Gangguan biokimiawi sindrom Gordon dimulai sejak lahir, sedangkan hipertensi paling sering terjadi pada usia dewasa. Hiperkalemia dan asidosis hiperkloremik dengan aktivitas renin plasma yang rendah dan laju filtrasi glomerulus yang normal, dengan atau tanpa hipertensi, harus dianggap sebagai sindrom Gordon.

Komplikasi sindrom Gordon mirip dengan hipertensi dan dapat dipersulit oleh stroke, kegagalan ventrikel kiri, retinopati hipertensi, dan nefropati hipertensi. Pasien cenderung menoleransi hiperkalemia kronis. Pada kasus hiperkalemia yang parah, dapat terjadi kelemahan otot atau kelumpuhan.

Skrining

1. Hiperkalemia sangat penting untuk diagnosis penyakit ini, dan disarankan untuk melakukan beberapa kali pemeriksaan kalium darah.

2. Asidosis hiperkloremik, dengan penurunan konsentrasi karbonat plasma dan penurunan pH darah arteri pada sebagian besar kasus.

3. Aktivitas renin plasma berkurang secara signifikan, dan kadar aldosteron plasma sebagian besar normal. Namun, kadar aldosteron rendah dibandingkan dengan norma pada normokalaemia dan norma pada hiperkalaemia. Peptida natriuretik atrium normal atau sedikit meningkat.

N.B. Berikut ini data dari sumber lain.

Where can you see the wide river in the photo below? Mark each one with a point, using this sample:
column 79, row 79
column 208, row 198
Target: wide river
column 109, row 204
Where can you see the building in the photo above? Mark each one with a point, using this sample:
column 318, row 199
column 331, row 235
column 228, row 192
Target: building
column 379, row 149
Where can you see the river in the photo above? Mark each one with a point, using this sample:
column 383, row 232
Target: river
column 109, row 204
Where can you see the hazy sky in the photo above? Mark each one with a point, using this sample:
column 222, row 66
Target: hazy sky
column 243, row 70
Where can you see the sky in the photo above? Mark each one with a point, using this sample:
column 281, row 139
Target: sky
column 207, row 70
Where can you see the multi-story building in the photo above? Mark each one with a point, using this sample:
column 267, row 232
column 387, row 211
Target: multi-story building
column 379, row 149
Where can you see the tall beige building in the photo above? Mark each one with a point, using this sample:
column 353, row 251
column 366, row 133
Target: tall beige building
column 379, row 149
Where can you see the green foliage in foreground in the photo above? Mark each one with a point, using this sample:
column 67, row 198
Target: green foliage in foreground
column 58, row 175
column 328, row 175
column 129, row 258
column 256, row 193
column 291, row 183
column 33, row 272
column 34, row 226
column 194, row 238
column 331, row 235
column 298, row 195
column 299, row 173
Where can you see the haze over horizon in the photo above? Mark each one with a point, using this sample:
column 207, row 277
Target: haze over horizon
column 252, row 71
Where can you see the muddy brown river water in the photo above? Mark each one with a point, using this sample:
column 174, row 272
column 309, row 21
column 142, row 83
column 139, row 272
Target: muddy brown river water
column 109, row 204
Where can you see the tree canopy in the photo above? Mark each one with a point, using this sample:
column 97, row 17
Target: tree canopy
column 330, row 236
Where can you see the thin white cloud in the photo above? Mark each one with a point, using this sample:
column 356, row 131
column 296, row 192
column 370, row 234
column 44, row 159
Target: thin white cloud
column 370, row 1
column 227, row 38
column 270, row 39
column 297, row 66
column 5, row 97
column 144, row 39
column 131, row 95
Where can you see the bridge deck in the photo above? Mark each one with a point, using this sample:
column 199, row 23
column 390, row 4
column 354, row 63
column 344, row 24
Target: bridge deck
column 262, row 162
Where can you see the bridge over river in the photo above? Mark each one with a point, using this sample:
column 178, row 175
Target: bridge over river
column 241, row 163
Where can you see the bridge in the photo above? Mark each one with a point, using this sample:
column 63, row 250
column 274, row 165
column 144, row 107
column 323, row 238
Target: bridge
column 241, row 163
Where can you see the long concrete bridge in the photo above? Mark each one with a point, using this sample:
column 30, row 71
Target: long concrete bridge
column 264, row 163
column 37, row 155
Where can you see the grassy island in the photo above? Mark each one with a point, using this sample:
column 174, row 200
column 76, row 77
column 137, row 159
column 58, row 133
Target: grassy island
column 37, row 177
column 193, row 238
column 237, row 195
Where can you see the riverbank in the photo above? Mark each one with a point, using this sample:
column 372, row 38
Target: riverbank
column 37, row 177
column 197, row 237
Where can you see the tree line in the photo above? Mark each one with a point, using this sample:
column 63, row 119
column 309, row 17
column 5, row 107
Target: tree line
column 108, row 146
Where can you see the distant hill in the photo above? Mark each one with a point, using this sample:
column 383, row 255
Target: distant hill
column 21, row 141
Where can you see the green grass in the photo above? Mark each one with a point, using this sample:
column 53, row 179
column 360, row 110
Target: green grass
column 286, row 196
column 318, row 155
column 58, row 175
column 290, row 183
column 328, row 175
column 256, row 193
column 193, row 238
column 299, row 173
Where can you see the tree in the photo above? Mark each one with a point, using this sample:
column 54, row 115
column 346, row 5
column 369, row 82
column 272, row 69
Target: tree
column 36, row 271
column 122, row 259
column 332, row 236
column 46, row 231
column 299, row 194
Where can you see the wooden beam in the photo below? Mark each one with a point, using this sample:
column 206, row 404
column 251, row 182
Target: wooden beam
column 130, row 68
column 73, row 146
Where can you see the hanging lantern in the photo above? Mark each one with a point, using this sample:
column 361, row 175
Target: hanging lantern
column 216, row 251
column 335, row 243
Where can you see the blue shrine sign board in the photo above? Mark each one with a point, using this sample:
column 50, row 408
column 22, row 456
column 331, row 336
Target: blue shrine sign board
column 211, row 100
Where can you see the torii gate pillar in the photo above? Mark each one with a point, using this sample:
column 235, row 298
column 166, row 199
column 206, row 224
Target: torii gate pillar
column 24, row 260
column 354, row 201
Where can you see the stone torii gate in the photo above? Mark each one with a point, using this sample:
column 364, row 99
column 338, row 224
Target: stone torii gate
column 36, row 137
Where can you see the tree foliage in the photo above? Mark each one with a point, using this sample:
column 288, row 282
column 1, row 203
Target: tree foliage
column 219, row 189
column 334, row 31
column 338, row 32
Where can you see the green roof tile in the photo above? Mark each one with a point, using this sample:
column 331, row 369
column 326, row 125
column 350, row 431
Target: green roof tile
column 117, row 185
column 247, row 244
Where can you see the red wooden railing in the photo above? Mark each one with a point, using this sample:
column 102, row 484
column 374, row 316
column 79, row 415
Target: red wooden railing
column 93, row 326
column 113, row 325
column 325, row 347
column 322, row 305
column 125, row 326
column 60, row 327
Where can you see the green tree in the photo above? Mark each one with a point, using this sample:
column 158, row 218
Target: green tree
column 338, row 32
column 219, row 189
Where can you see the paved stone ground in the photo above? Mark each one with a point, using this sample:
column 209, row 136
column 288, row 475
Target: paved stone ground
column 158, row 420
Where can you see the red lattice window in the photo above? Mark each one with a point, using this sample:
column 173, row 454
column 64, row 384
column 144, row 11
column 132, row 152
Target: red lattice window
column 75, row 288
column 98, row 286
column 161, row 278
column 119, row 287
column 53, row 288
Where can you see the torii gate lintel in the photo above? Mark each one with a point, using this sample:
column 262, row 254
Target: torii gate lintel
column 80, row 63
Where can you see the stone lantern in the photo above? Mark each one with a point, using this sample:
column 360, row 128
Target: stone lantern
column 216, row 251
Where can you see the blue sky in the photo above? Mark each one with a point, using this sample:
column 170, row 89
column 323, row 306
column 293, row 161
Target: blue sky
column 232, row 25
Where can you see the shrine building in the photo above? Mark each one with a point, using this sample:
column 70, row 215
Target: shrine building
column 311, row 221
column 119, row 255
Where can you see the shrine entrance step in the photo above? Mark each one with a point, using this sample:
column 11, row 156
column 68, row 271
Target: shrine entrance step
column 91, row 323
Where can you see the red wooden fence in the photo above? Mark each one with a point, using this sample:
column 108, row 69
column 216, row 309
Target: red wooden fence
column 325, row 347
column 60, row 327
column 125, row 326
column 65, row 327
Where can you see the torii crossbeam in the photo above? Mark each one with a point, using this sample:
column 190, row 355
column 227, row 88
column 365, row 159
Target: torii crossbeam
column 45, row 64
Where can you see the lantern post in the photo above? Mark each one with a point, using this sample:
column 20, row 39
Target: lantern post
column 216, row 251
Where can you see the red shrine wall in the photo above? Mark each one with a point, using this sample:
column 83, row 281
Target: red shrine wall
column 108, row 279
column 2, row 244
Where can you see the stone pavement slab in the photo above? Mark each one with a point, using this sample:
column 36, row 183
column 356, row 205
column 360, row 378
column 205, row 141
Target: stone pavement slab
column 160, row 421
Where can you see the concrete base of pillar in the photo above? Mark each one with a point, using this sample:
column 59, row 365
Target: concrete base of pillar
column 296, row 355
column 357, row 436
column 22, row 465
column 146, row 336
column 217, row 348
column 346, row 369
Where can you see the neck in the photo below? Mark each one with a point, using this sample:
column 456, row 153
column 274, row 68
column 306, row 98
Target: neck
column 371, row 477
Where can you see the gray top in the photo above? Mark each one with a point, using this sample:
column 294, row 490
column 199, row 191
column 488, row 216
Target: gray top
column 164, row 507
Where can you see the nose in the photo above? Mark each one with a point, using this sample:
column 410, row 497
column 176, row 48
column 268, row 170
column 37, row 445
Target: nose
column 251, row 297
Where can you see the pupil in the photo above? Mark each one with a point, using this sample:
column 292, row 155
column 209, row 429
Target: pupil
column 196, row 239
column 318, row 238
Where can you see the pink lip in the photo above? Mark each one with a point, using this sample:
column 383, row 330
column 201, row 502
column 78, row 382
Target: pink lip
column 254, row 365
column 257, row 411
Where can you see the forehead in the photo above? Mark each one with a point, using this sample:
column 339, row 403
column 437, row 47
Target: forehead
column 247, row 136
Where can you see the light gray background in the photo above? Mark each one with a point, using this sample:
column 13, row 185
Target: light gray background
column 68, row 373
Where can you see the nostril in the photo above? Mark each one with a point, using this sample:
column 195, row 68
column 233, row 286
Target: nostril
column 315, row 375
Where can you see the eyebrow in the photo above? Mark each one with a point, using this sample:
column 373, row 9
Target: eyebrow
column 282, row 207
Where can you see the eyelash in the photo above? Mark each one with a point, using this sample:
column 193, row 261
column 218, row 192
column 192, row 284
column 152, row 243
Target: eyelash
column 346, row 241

4. Kreatinin darah dan nitrogen urea yang mencerminkan fungsi ginjal, klirens kreatinin endogen sering kali berada dalam kisaran normal, dan fungsi pemekatan urin normal.

Diagnosis

Hiperkalemia kronis harus dipertimbangkan ketika gejala lain sering tidak tampak. Dalam diagnosis dan pengobatan hipertensi, penting untuk mewaspadai keberadaan penyakit ini, dan ketika tanda-tanda yang mencurigakan terdeteksi, penyelidikan lebih lanjut harus dilakukan dengan tujuan untuk deteksi dini dan pengobatan dini. Diagnosis penyakit ini dapat ditegakkan berdasarkan manifestasi klinis dan tes laboratorium.

Diagnosis banding

Laju filtrasi glomerulus normal pada sindrom Gordon. Sebaliknya, semua penyakit lain dapat mengalami penurunan laju filtrasi glomerulus yang bersifat sementara atau menetap. Hipoaldosteronisme terisolasi, penyakit Addison, dan pseudohipoaldosteronisme semuanya memiliki defisiensi atau resistensi aldosteron, yang menyebabkan hilangnya natrium ginjal dan berkurangnya volume darah, yang meningkatkan renin plasma dengan penurunan laju filtrasi glomerulus secara bersamaan.

Pengobatan

Diuretik tiazid sangat efektif dalam pengobatan sindrom Gordon. Obat ini dapat menurunkan tekanan darah ke tingkat normal dan memperbaiki hiperkalemia, hiperkloremia, dan asidosis. Penggunaan jangka panjang dapat menyebabkan hipokalemia, alkalosis hipokloremik, hiperurikemia, hiperglikemia dan hiperkalemia. Dianjurkan untuk memulai dengan dosis kecil dan menyesuaikan dosis terapi diuretik sesuai dengan perubahan tekanan darah dan perubahan kalium darah dan klorida darah.

Diet rendah natrium juga memberikan efek terapi yang baik dan dapat memperbaiki hiperkalemia dan hiperkloremia.

Prognosis

Tidak ada metode pencegahan yang efektif. Prognosis tergantung pada tingkat tekanan darah. Pasien yang diobati yang merespons dengan baik terhadap diuretik tiazid memiliki komplikasi yang lebih sedikit daripada pasien dengan hipertensi normal.